Beyond position and velocity, capture the collision state: what the player was touching or near, whether they were grounded, on a wall, on a one-way platform, the contact normals and the nearby geometry. Collision bugs are about the interaction between the player collider and the world, and that interaction state is what reveals why the collision resolved wrong.

One-way platforms, moving platforms, and slopes are especially rich sources of collision bugs, each with their own edge cases, dropping through a one-way platform unexpectedly, getting left behind by a moving platform, sliding wrong on a slope. Capturing which kind of surface the player was interacting with and the contact state immediately narrows the bug to that collision case, which is where the specific logic flaw, in your one-way or moving-platform handling, almost always lives.

The forgiveness features hide bugs

Good platformers add forgiveness features that make movement feel better: coyote time that lets you jump just after leaving a ledge, jump buffering that registers a jump pressed just before landing, corner correction that nudges you past a snag. These features are essential to feel, and they are also a frequent source of subtle bugs, because they involve timing windows and special-case logic layered onto the base collision.

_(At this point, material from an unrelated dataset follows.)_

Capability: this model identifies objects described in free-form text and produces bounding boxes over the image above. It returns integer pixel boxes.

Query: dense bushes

Capture the state of these forgiveness systems when a movement bug is reported, whether coyote time was active, whether a jump was buffered, so you can tell whether the bug is in the base collision or in the forgiveness logic. A jump that should have worked but did not is often a coyote-time or buffer-window bug, and knowing the state of those systems points you at the timing logic rather than sending you searching the base collision code where the bug is not.

Setting it up with Bugnet

Add an in-game report option and attach the player position, velocity, collision state, surface type, and forgiveness-system state as custom fields, with an automatic screenshot. Bugnet stores them so a platformer collision bug arrives with the precise physics context that makes a feels wrong report reproducible, rather than a subjective description of broken movement.

Enable automatic crash capture for the rare collision failures that produce invalid positions and crash, and group identical bugs into occurrence counts. When reports cluster at a particular position or surface type, you have found a specific collision problem, a bad piece of geometry, a flawed one-way platform, and the captured position and velocity let you recreate the exact approach in a test scene to verify your fix restores the feel players expect.

Build a collision test gym

Because platformer collision bugs depend on position and velocity, the ideal regression test recreates both in a controlled test level, a collision gym where you drive the character through known problem cases at the speeds your reports show. Automated tests can launch the character at a platform at high speed and assert it lands rather than clips, or onto a one-way platform and assert the correct pass-through behavior.

Feed your captured collision bugs into this gym so each fixed bug becomes a test that recreates the exact approach that broke. Platformer movement is tightly tuned and interconnected, so a change to collision or to a forgiveness feature can break feel elsewhere, and running every captured case after a movement change catches these regressions before they ship. Over time the gym becomes a comprehensive test of every collision edge case your players have encountered, which for a genre where feel is everything is the surest way to keep movement tight as the game evolves.

In a platformer, feel is the product. Capture the position and velocity behind every feels wrong.